A book claims there are $10^{120}$ board positions on a chess board. How would one prove this? I have recently bought an exercise copy and there, in the cover page I got an amazing fact about chess board, "There are total $10^{120}$ board positions in a chess board."
But I was just thinking how to prove this.
My work:
I think to first find the no of board positions including all pawns(yet don't know how to do that) and then get a motivation excluding some no of pawns.
Can anyone give some idea?
 A: $10^{120}$ is the Shannon number, a lower bound estimate of the number of possible chess games.
For number of positions, this is on the Shannon number wiki:
"John Tromp estimated the number of legal chess positions with a 95% confidence level at $ 4.5\times 10^{44} \pm 0.37\times 10^{44}$ based on an efficiently computable bijection between integers and chess positions."

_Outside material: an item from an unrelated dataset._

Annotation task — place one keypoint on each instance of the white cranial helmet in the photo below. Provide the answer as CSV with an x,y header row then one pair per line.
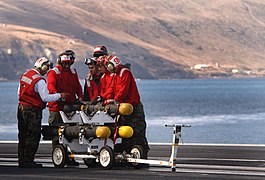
x,y
40,62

https://en.wikipedia.org/wiki/Shannon_number#cite_note-5
https://github.com/tromp/ChessPositionRanking
A: I think that's a rough estimate of how many games you can create using legal moves. That is a very strange estimate given by $20^{80}$ catering to the fact that in each position, there are an average of $20$ moves you can play, and an average chess game lasts for $40$ moves. I found this information in a Numberphile video. I guess, it's called Shanon number.
But, if you want to have an elementary estimate of the number of (legal) board positions, you can go like-
The two kings has to be there. So, place them on any two squares in $\binom{64}2$ ways.
Now, the rest $30$ pieces may or may not be included in $2^{30}$ ways. Arrange them in the other $62$ squares in $\binom {62}{30}$ ways.
So, the total number of ways is $2^{30}\times \binom{64}2\times \binom {62}{30}\approx 9.7\times10^{29}$
Note that this estimate doesn't eliminate the chance of two kings being on adjacent squares which is illegal. Also, this estimate may put two bishops in the same coloured square (which is half illegal since considering pawn promotions make it legal). That reminds us, we also haven't taken pawn promotions into account.